Coronavirus

"Chiudo il reparto Covid mi sento un soldato"

Milano, 2 mesi in trincea al Policlinico

Medici in corsia contro il Covid (La Presse)
Medici in corsia contro il Covid (La Presse)

È un diario dal fronte. Scritto dall'ultimo soldato rimasto a sgombrare il campo, a raccogliere le armi lasciate a terra, i corpi, i messaggi che si agitano nella polvere e le fotografie di quelli a casa, a vedere l'orizzonte lasciato vuoto dal nemico, che se n'è andato ma senza battere in ritirata. Non è un caso se nel suo meraviglioso post su Facebook si paragoni ad un soldato Andrea Artoni, medico del Policlinico di Milano, mentre racconta la sua ultima notte nel reparto Covid che, dopo due mesi di emergenza, chiude. I letti vuoti e le luci crude: ci si può sbavagliare, adesso. Dopo troppi giorni di bocche socchiuse e grida fredde a dar notizie che non si volavano dare. «La sensazione è un po' quella dei soldati giapponesi che si rendono conto dopo anni che la guerra è finita. Ci sentiamo anacronistici e un po' fuori luogo sotto le nostre mascherine, doppio guanto, doppio camice visiera e cuffia. Abbiamo paura di disturbare la narrativa corrente, ottimismo e ripartenza».

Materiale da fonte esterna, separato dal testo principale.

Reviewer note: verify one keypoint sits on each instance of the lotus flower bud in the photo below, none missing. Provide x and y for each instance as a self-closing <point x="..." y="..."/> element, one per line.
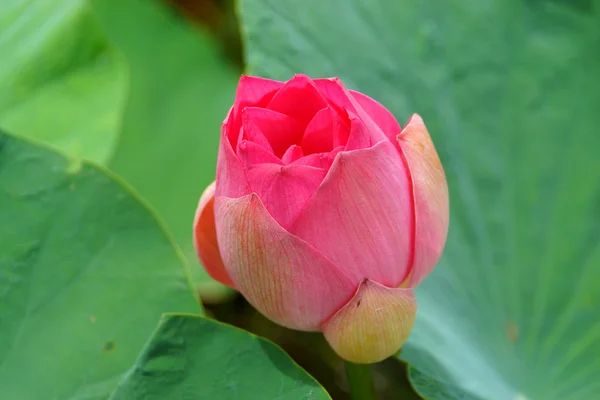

Emette onde medie di fatica, come una radio libera: «C'è anche una certa dose di stanchezza. Due mesi e mezzo di questa vita è fisicamente pesante. Non si stacca mai, a un certo punto l'adrenalina finisce. Siamo in riserva e iniziamo a perdere qualche pezzo per strada. È stato un periodo emotivamente intenso e difficile. Troppi morti. Troppo carico su di noi. Troppe volte sentirsi dire dal marito confinato a casa tenga per me la mano di mia moglie e le dia una carezza per me. Ci siamo commossi tutti tante volte, anche quelli che fanno i duri e i burberi. Ognuno ha adottato dei parenti e cercato via telefono di instaurare un rapporto, professionale e affettuoso. Le telefonate emotivamente difficili le facevamo nel nostro giardino degli ulivi, me le ricordo tutte, una a una. Tante decisioni difficili. I pazienti che avevano speranze su cui investire e quelli che no, arriviamo al massimo fino a qua. Tante tante volte». Lui e i suoi pazienti assieme, a combattere contro il corpo che per ognuno è diventato un avversario: quello del medico perché stravolto, quello dell'ammalato perché abitato dal virus. «Penso possiamo essere orgogliosi del lavoro che abbiamo fatto assieme. Abbiamo affrontato questa cosa mostruosa e inaudita e in poche settimane siamo riusciti a dare un senso, stravolgendo il nostro modo di lavorare. Resilienza umiltà umanità lavoro di gruppo, così l'abbiamo tirata fuori - scrive Artoni - Non solo io mi sento il soldato giapponese, ma se guardo gli ultimi pazienti sono davvero dei reduci. Due li ho accettati io la prima notte, all'inizio di marzo. Sono ancora qua. Uno è ormai la mascotte del reparto, tossicodipendente, senza fissa dimora, in questi due mesi ci ha sfinito di storie assurde. Mangiando una media di 5 budini al giorno. Anche per lui abbiamo fatto qualcosa. Notizia di due ore fa che il reparto chiude. È finita questa fase. Passiamo dal rosso al grigio. Emozione. Lunedì ci troviamo a fare la foto tutti assieme. Colleghi da una vita e amici nuovi. Sarà un legame che rimarrà. Vi porterò tutti nel cuore come porterò dentro i pazienti, sono stati davvero il motivo e la forza che ci hanno fatto andare avanti, malgrado alcune scellerate scelte di chi ci doveva amministrare. Queste pagine sono state terapeutiche per me. Spero davvero di non scrivere mai più di Covid». Si sgombra il campo.

Più che miracoli da santi, sono miracoli da uomini.